Quid rides? mutato nomine, de te Fabula narratur.
Horat. Sat. I.

Si vous craignez de voir un homme furieux, si vous fuyez l’aspect du jaloux, si vous redoutez les tristes effets de la haine, retirez-vous de la scène du monde où vous êtes sans cesse exposé à voir de pareils objets ; c’est au théâtre, à la vérité, qu’on vous en présente le spectacle le plus accompli ; mais c’est aussi là que vous voyez vos foiblesses au grand jour ; l’esprit apperçoit les défauts du cœur ; & la connoissance des vices est le germe des vertus. Vous voyez donc, Monsieur, que Melpomène n’est pas si à craindre que vous vous l’imaginez. Examinons maintenant si son aimable sœur a plus de pouvoir qu’elle sur une personne susceptible. Premièrement, le jugement de ce philosophe, si cher à ces esprits dissous dans la volupté, me paroît ici un peu suspect. Bayle pouvoit juger d’un ouvrage d’esprit, ou d’une dissertation physique ; mais c’étoit à nos directeurs à nous apprendre le changement des mœurs. Cependant, je veux bien en croire le sceptique dont vous adoptez le témoignage : quand même Molière n’auroit corrigé que des petits-maîtres, des misantropes & de faux dévots, n’estimez-vous pas assez la société, pour lui en avoir la plus grande obligation ? S’il étoit prouvé qu’il n’eût pas fait de mal d’ailleurs, oseriez-vous dire qu’il n’a pas fait un grand bien ? Non, sans doute, & je vous rends trop de justice pour vous en soupçonner. Je fais plus : je vous avoue même que plusieurs des pièces de ce grand Comique ne répondent point à la pureté du théâtre ; d’autres auteurs l’ont profané à son exemple. Les comédiens doivent contenter tous les spectateurs ; s’ils ne jouoient que des comédies telles que souhaiteroient les honnêtes gens, leur sale seroit souvent déserte ; avec d’excellentes pièces les meilleurs comédiens mourroient de faim.
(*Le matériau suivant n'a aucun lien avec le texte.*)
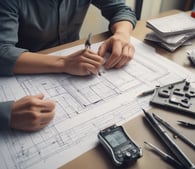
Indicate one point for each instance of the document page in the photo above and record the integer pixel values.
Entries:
(84, 105)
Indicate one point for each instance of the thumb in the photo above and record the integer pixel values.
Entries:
(102, 50)
(39, 96)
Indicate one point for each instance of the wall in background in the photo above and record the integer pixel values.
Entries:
(95, 23)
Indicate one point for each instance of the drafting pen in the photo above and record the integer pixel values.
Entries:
(169, 127)
(182, 158)
(146, 93)
(186, 124)
(165, 156)
(88, 45)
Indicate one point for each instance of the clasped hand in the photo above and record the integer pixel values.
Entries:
(31, 113)
(85, 62)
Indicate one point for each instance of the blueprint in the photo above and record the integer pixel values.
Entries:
(84, 105)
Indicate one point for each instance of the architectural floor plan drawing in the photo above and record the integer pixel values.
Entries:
(84, 105)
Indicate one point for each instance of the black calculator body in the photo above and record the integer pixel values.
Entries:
(119, 146)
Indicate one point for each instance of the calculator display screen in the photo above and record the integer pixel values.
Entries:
(116, 138)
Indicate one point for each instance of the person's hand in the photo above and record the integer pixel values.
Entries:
(83, 62)
(31, 113)
(121, 50)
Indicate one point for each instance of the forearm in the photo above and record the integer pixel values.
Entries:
(5, 111)
(29, 62)
(123, 27)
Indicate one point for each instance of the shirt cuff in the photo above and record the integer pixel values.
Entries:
(5, 111)
(9, 56)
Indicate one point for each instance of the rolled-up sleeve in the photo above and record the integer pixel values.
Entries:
(115, 11)
(9, 52)
(5, 110)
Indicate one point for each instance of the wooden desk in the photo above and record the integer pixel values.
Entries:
(97, 159)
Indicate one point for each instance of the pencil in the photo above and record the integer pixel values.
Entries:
(88, 46)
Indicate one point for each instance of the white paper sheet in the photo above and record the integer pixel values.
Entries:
(84, 106)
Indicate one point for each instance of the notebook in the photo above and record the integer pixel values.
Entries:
(173, 24)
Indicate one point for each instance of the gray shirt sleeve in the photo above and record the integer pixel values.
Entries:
(5, 110)
(9, 52)
(115, 11)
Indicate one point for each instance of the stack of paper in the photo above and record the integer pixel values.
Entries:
(171, 31)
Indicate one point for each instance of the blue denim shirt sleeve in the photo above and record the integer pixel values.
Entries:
(5, 110)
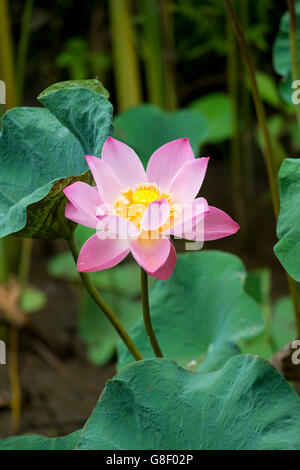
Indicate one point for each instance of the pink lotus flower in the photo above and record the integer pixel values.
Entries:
(137, 210)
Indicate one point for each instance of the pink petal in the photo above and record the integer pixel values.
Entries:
(165, 271)
(156, 215)
(187, 182)
(79, 216)
(108, 184)
(167, 160)
(187, 217)
(216, 224)
(96, 254)
(125, 163)
(116, 227)
(86, 200)
(151, 254)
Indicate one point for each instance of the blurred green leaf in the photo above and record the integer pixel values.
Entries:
(156, 404)
(33, 442)
(218, 111)
(201, 313)
(146, 127)
(33, 300)
(267, 89)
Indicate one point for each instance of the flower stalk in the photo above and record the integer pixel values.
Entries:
(146, 314)
(110, 315)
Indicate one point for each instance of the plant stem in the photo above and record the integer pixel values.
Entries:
(261, 117)
(15, 401)
(7, 56)
(294, 49)
(125, 62)
(236, 153)
(111, 316)
(259, 108)
(23, 46)
(152, 47)
(170, 90)
(24, 262)
(4, 260)
(147, 316)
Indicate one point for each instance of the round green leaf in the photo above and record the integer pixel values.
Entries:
(156, 404)
(287, 249)
(42, 151)
(282, 53)
(218, 111)
(147, 127)
(33, 442)
(201, 313)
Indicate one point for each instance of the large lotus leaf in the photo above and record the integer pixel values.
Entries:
(218, 111)
(287, 249)
(156, 404)
(146, 127)
(42, 151)
(34, 442)
(201, 313)
(258, 286)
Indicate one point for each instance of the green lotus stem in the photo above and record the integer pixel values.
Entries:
(294, 49)
(14, 378)
(236, 144)
(170, 90)
(110, 315)
(261, 117)
(7, 56)
(24, 263)
(23, 46)
(153, 51)
(146, 314)
(125, 62)
(259, 108)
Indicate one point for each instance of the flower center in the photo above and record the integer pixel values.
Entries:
(132, 204)
(144, 196)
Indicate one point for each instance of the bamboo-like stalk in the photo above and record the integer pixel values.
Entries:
(22, 49)
(15, 402)
(152, 47)
(236, 145)
(125, 62)
(294, 50)
(261, 117)
(7, 68)
(170, 90)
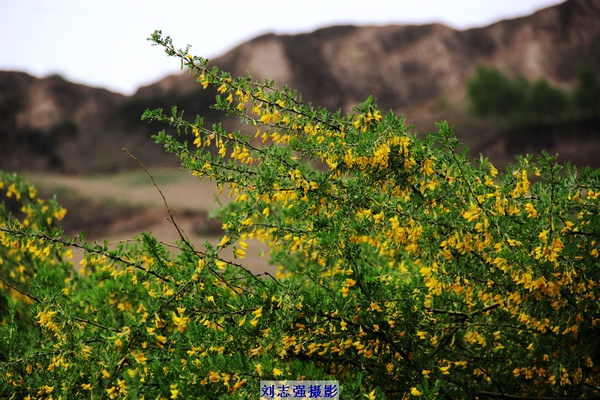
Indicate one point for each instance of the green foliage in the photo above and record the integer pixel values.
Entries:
(407, 269)
(493, 94)
(586, 95)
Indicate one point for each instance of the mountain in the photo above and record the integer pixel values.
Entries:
(420, 71)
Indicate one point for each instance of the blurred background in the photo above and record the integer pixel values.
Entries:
(512, 77)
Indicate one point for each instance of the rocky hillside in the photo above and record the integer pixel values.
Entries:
(419, 71)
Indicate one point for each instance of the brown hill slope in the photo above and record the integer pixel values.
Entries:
(419, 71)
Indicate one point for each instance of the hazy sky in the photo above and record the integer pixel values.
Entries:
(103, 42)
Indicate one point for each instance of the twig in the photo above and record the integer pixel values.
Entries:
(20, 291)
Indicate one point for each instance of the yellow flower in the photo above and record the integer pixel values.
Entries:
(140, 358)
(214, 377)
(240, 253)
(180, 322)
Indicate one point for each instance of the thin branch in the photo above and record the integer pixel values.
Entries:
(19, 290)
(180, 231)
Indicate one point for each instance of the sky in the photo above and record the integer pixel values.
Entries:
(103, 43)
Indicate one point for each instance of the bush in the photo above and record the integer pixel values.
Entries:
(407, 269)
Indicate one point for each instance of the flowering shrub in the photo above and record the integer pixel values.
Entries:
(407, 269)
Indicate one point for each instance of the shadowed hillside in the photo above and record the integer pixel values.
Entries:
(420, 71)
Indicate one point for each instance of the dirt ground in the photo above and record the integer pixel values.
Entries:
(120, 206)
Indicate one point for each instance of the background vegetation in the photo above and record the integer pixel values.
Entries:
(407, 268)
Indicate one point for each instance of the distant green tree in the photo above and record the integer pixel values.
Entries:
(545, 100)
(492, 93)
(586, 96)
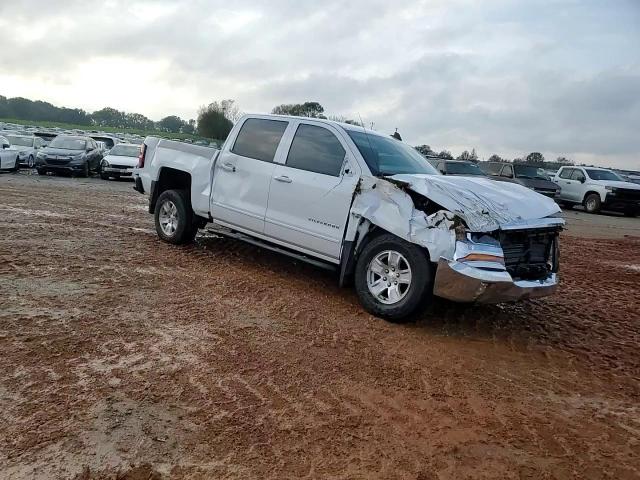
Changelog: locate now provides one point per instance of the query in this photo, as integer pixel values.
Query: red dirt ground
(124, 357)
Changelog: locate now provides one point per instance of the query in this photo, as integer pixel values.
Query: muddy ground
(124, 357)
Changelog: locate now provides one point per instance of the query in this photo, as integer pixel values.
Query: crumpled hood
(60, 152)
(484, 204)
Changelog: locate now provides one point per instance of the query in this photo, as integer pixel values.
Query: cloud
(557, 76)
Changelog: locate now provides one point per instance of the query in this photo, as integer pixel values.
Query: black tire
(420, 290)
(186, 228)
(592, 203)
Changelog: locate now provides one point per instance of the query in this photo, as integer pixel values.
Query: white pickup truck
(365, 204)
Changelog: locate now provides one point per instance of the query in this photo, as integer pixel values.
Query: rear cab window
(259, 138)
(316, 149)
(566, 173)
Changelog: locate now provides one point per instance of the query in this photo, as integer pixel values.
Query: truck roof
(345, 126)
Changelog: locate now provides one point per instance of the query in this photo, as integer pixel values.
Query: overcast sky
(508, 77)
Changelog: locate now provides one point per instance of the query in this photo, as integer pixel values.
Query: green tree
(212, 121)
(425, 150)
(172, 124)
(466, 156)
(109, 117)
(564, 161)
(306, 109)
(534, 157)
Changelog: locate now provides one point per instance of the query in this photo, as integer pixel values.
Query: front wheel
(174, 217)
(393, 278)
(592, 203)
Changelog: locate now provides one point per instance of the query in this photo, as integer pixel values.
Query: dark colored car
(529, 176)
(71, 154)
(457, 167)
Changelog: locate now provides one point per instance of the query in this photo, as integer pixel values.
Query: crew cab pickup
(596, 189)
(365, 204)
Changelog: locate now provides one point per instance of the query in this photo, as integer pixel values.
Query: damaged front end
(507, 255)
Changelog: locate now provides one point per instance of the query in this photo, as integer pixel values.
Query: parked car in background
(71, 154)
(120, 161)
(8, 157)
(456, 167)
(528, 176)
(108, 140)
(27, 147)
(46, 136)
(597, 189)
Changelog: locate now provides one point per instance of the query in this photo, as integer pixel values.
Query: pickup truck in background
(596, 189)
(362, 203)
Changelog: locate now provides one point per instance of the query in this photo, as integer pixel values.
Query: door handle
(229, 167)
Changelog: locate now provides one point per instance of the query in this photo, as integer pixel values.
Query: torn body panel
(385, 204)
(490, 245)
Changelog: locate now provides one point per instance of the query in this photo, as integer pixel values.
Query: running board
(225, 232)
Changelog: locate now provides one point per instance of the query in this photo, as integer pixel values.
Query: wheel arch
(593, 192)
(168, 179)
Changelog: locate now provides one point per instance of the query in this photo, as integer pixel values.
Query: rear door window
(259, 139)
(577, 175)
(316, 149)
(566, 173)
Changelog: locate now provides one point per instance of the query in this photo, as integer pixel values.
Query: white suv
(596, 189)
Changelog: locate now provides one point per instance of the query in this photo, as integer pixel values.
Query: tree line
(37, 110)
(215, 120)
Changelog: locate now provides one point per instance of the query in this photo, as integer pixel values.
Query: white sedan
(120, 161)
(8, 157)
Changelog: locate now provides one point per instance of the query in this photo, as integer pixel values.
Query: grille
(528, 253)
(54, 161)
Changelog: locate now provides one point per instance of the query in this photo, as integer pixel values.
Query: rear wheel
(393, 278)
(592, 203)
(174, 217)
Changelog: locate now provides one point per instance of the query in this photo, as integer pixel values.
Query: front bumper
(70, 168)
(122, 172)
(463, 283)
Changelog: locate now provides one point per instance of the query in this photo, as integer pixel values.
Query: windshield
(22, 141)
(68, 143)
(388, 156)
(460, 168)
(530, 171)
(603, 175)
(125, 150)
Mais le goût dépravé du libertin doit-il vous empêcher d’assister à ces chefs d’œuvres de l’art, où le ridicule du vice est seul capable de faire aimer la sagesse ? Le Misantrope, le Méchant, Esope à la cour, la Métromanie, la surprise de l’Amour, l’Enfant prodigue, le Préjugé vaincu, Mélanide, le Glorieux, Cénie, & tant d’autres, dont les noms me sont échappés, sont toutes pièces où l’on ne rencontre point la moindre équivoque ; enfin, Monsieur, au spectacle, comme partout ailleurs,

Pour être vertueux on n’a qu’à le vouloir.
Crébillon.

Je crois avoir suffisamment prouvé la bonté des poëmes, soit tragiques ou comiques ; mais je veux plus faire encore. Supposons qu’ils soient vicieux les uns & les autres ; en ce cas je soutiens que la lecture doit en être plus funeste que la représentation. Vous avez du sentiment, les beaux morceaux doivent vous toucher ; le livre est sous vos yeux ; vous méditez, vous avalez à longs traits le venin que l’auteur a répandu dans les vers que vous admirez ; enfin, vous faites vous-même le rôle du comédien que vous condamnez si sévérement. Le danger que vous courez est donc bien plus grand à la lecture qu’au spectacle même ; car, quand même je vous accorderois qu’il pourroit faire plus d’impression sur vos sens, ce ne seroit tout au plus qu’une impression momentanée qui finit avec l’objet qui l’a fait naître ; mais la lecture produit un effet bien différent, elle vous présente sans cesse cette image séductrice : vous vous y arrêtez : vous la revoyez à toute heure avec un nouveau plaisir. Enfin, si Corneille est coupable, il est plus à redouter dans la solitude d’un cabinet, que dans la cohue du théâtre. Vous le lisez cependant. Que de momens avez-vous à vous reprocher ! Quelle source intarissable de scrupules & de remords ! Mais, non ; soyez tranquille ; le livre d’un honnête homme, où ses sentimens sont gravés, ne peut blesser la plus rigide vertu.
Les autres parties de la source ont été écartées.